Ye are his wife and no’ a coward…
And she wasn’t going to waste her last moments with him on indecision. Someone had built up the fire to chase away the chill of the early morning hours. Faolan rested on his back, a wide length of bandaging binding his midsection. It was creamy white, but she could smell the blood as she sat down on a bench near him.

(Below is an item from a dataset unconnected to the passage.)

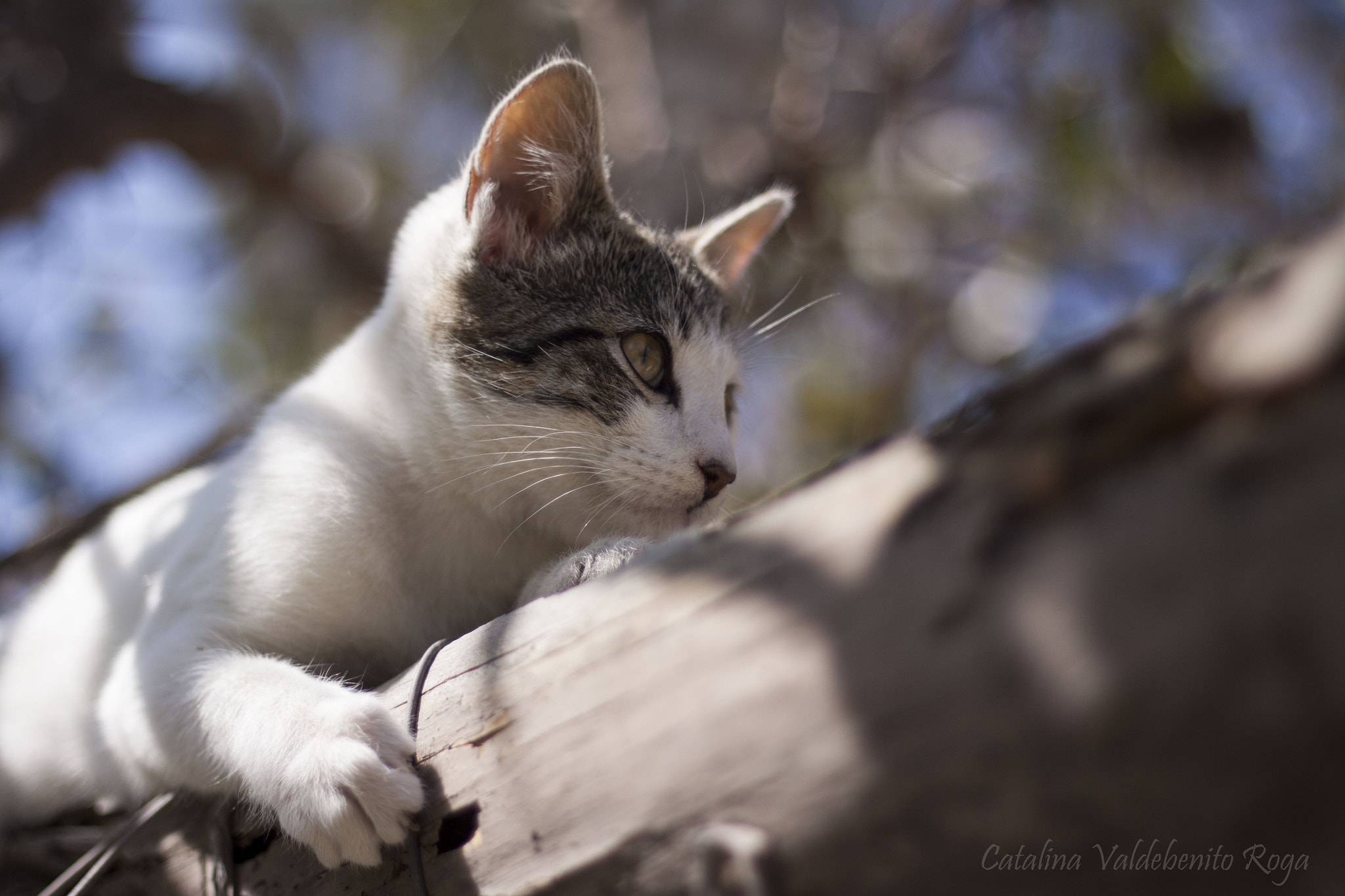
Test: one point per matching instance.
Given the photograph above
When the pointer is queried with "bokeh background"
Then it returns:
(198, 196)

“Don’t think to cheat me out of being me husband,” Cora muttered to him. She clasped his hand but dropped it a moment later because his fingers were icy cold.
She bit her lip.
No!
Cora crawled into the bed, curling along the uninjured side of his body. “Ye warmed me the first night to keep me from slipping away into death.” Cora used her hand to rub his arm and shoulder. “I will nae let ye go, Faolan McKay. Do ye hear me? We shall not be cheated of our years together.”
No. She wouldn’t be cheated.
Ye do nae always get what ye want…
*
Orla reached up and wiped away a tear.
She had to be firm.
It was quiet now. The passageways were very cold because the window shutters were open to blow the scent of blood away. Orla drew in a deep breath.
Such a loss and perhaps one more to come before too long.